A Pró Reitora de Extensão e Assuntos Comunitários, Profa. Dra. Vera Engler Cury, ao discursar durante a Cerimônia de Abertura enfatizou que aquela “comemoração construída sob a forma de Encontro entre docentes e alunos da PUC-Campinas envolvidos com Projetos de Extensão e seus parceiros representados por entidades públicas e privadas da região metropolitana de Campinas, foi planejada com empenho e carinho por todos os envolvidos. Se cotidianamente professores e alunos deslocam-se para além das salas de aula e dos muros da Universidade a fim de desenvolverem atividades de extensão junto à comunidade num processo dinâmico de compartilhamento de saberes e de respeito às diferenças, trazê-los à nossa casa para que nos conheçam em nosso próprio ambiente e possam contar um pouco de como tem sido esta experiência, é um gesto de amizade e motivo de grande alegria e entusiasmo . Esperamos estreitar ainda mais o diálogo rico e criativo que caracteriza nossas parcerias e estimular o surgimento de novos projetos com outros parceiros. Como tão bem expressou o Papa Francisco recentemente : ‘Neste tempo pobre em amizade social, nossa tarefa é construir comunidades. Temos que descobrir as riquezas de cada um. Que as comunidades transmitam os próprios valores e acolham as experiências dos outros.’

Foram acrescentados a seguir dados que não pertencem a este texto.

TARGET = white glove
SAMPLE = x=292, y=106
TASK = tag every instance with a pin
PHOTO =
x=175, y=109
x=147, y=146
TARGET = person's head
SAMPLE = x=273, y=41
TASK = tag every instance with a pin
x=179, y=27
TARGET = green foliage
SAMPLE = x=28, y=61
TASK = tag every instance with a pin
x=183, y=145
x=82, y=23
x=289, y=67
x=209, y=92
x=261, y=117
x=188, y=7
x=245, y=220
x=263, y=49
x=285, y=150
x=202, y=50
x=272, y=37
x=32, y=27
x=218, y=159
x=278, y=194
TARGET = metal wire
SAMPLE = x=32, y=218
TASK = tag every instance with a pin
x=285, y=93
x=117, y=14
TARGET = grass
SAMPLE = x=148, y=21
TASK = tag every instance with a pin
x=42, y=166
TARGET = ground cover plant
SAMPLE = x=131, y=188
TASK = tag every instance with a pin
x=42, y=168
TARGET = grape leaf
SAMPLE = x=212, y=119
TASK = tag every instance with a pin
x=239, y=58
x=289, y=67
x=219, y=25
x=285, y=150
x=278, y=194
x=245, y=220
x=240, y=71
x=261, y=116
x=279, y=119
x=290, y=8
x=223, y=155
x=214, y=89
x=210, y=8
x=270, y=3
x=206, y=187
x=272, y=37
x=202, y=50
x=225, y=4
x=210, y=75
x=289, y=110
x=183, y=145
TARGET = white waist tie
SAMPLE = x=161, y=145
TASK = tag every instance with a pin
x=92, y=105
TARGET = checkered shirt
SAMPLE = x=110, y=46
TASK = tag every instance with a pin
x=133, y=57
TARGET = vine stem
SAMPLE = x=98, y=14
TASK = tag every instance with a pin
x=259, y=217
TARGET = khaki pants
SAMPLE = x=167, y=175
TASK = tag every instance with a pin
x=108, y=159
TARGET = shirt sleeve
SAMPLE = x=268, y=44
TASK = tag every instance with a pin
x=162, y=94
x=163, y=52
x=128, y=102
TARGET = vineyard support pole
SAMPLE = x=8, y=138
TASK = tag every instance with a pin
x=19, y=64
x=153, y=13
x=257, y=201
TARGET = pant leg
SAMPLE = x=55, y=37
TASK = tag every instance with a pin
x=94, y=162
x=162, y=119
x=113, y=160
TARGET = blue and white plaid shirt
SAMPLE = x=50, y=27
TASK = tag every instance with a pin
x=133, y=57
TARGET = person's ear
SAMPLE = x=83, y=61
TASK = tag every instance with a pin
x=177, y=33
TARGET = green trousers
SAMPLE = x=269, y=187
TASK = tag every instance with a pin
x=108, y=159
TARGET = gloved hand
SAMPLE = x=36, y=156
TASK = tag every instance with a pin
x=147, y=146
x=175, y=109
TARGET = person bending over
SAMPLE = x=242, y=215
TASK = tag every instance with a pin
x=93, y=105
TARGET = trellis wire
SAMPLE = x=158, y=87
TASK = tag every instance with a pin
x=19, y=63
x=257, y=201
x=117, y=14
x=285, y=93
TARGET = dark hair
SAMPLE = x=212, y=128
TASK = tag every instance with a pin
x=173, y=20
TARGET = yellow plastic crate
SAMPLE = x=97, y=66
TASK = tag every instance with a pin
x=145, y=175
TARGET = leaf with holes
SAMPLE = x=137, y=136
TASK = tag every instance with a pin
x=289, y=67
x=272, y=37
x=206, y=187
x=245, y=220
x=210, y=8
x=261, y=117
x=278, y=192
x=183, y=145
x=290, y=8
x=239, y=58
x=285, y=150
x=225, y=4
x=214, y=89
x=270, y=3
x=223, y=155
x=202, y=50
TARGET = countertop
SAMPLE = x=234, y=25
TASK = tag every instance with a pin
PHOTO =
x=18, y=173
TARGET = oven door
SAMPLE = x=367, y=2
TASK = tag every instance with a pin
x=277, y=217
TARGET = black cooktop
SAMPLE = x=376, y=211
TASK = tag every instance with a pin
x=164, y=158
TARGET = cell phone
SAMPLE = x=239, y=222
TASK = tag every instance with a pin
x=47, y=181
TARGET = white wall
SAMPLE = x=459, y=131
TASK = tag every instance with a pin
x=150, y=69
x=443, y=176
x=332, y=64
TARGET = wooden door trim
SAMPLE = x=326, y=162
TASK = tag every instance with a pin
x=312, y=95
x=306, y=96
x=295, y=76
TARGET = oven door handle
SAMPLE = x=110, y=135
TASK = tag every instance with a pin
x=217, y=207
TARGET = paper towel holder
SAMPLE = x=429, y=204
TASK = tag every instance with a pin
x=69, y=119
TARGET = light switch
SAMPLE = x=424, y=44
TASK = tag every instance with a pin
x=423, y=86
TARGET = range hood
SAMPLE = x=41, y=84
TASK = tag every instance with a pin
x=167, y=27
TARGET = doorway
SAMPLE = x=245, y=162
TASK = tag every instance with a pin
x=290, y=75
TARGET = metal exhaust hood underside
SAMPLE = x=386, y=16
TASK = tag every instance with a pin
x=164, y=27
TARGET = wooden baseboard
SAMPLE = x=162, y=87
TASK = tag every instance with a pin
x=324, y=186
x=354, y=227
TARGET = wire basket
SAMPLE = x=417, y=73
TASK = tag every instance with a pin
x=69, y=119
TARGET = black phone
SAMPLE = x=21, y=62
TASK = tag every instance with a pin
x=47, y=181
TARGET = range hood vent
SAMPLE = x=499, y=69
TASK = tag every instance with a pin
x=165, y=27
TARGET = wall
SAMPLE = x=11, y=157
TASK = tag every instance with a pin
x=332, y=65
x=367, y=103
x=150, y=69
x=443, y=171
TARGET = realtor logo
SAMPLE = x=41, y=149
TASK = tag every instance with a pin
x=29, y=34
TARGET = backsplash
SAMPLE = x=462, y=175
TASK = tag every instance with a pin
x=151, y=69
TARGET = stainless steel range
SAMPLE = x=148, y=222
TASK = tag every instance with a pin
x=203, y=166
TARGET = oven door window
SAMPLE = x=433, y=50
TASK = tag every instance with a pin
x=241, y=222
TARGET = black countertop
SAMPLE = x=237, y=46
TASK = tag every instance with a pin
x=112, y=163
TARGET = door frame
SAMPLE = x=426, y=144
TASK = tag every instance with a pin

Continuou, explicando que “os projetos de extensão na PUC-Campinas nascem da conjugação de esforços de Gestores das Faculdades, de Programas de Pós Graduação e de Centros que a partir de demandas provenientes de grupos sociais organizados ou de entidades públicas e privadas da região metropolitana de Campinas, encaminham à PROEXT propostas para projetos de extensão que analisamos à luz das diretrizes da Universidade e das políticas públicas. As propostas consideradas pertinentes e viáveis são transformadas em Editais de Processos Seletivos Internos aos quais candidatam-se docentes com interesse em vincular-se à PUC-Campinas de maneira integral, ou seja, em jornada de 40 horas semanais que incluirão, além das atividades de ensino, vinte horas para o desenvolvimento de um plano de trabalho de extensão . Este inclui não só a execução de seu próprio projeto como também a orientação a alunos bolsistas de extensão em suas atividades específicas derivadas do projeto do professor.

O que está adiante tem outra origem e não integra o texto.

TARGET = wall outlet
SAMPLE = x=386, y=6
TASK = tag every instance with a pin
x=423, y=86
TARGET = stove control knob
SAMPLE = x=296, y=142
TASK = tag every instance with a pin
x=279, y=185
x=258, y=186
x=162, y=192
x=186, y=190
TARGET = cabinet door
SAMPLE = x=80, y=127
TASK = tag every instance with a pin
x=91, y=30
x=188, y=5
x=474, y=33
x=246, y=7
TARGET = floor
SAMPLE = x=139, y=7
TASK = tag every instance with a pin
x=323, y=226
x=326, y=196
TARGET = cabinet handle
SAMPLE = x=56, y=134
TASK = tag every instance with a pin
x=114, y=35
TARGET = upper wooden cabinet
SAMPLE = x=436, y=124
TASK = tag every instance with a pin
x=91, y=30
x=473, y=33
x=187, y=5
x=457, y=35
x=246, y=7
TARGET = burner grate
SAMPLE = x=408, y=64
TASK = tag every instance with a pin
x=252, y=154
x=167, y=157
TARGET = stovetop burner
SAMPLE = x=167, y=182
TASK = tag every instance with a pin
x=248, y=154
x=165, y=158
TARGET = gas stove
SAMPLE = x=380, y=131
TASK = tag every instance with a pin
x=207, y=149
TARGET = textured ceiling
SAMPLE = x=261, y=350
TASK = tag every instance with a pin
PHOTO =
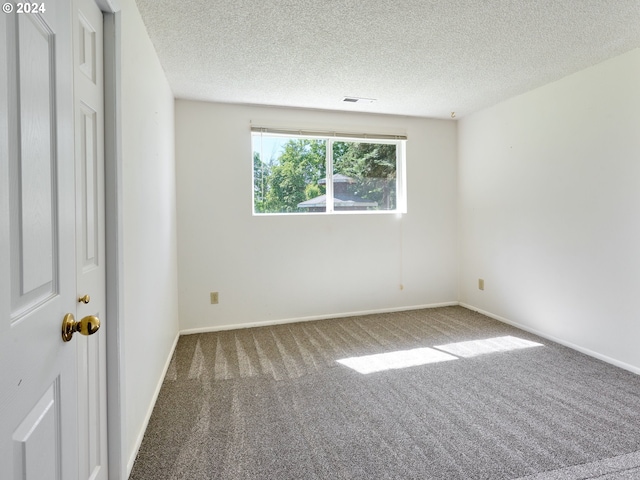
x=415, y=57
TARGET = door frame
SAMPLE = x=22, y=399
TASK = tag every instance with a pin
x=117, y=455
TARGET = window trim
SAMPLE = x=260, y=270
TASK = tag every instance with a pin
x=330, y=137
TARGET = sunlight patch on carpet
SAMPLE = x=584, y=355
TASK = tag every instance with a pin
x=395, y=360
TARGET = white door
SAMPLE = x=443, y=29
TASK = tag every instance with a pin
x=52, y=393
x=90, y=239
x=38, y=391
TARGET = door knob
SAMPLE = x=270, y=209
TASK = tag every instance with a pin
x=87, y=326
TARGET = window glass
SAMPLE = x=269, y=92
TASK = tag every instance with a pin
x=290, y=175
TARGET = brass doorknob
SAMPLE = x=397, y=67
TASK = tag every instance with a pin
x=87, y=326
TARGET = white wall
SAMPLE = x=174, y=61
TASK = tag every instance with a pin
x=549, y=208
x=150, y=321
x=274, y=268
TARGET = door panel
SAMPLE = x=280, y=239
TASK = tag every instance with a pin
x=35, y=455
x=33, y=221
x=38, y=390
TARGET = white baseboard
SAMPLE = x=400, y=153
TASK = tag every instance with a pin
x=586, y=351
x=152, y=404
x=219, y=328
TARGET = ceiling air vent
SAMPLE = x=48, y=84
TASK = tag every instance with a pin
x=358, y=100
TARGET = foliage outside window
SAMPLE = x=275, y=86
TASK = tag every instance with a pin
x=302, y=174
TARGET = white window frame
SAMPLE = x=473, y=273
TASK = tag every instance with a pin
x=330, y=137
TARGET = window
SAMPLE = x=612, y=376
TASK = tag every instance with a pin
x=315, y=173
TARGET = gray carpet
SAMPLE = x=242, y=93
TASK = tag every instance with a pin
x=274, y=403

Os projetos de extensão, desenvolvidos ao longo de dois anos,
recebem recursos da própria Universidade e também públicos,
originados em Editais anuais do Ministério da Educação específicos
para a área de extensão das Universidades públicas e comunitárias.
Lembramos também que o Plano Nacional de Educação vigente
até 2020 prevê que todo aluno que cursa uma Faculdade terá que
desenvolver 10 por cento das atividades curriculares em projetos e
programas de extensão. Assim, consolida-se o compromisso das
Universidades brasileiras com a formação de profissionais conscientes da importância de se preocuparem com o desenvolvimento social e atuarem como cidadãos responsáveis em relação às pessoas mais vulneráveis em termos econômicos e sociais”.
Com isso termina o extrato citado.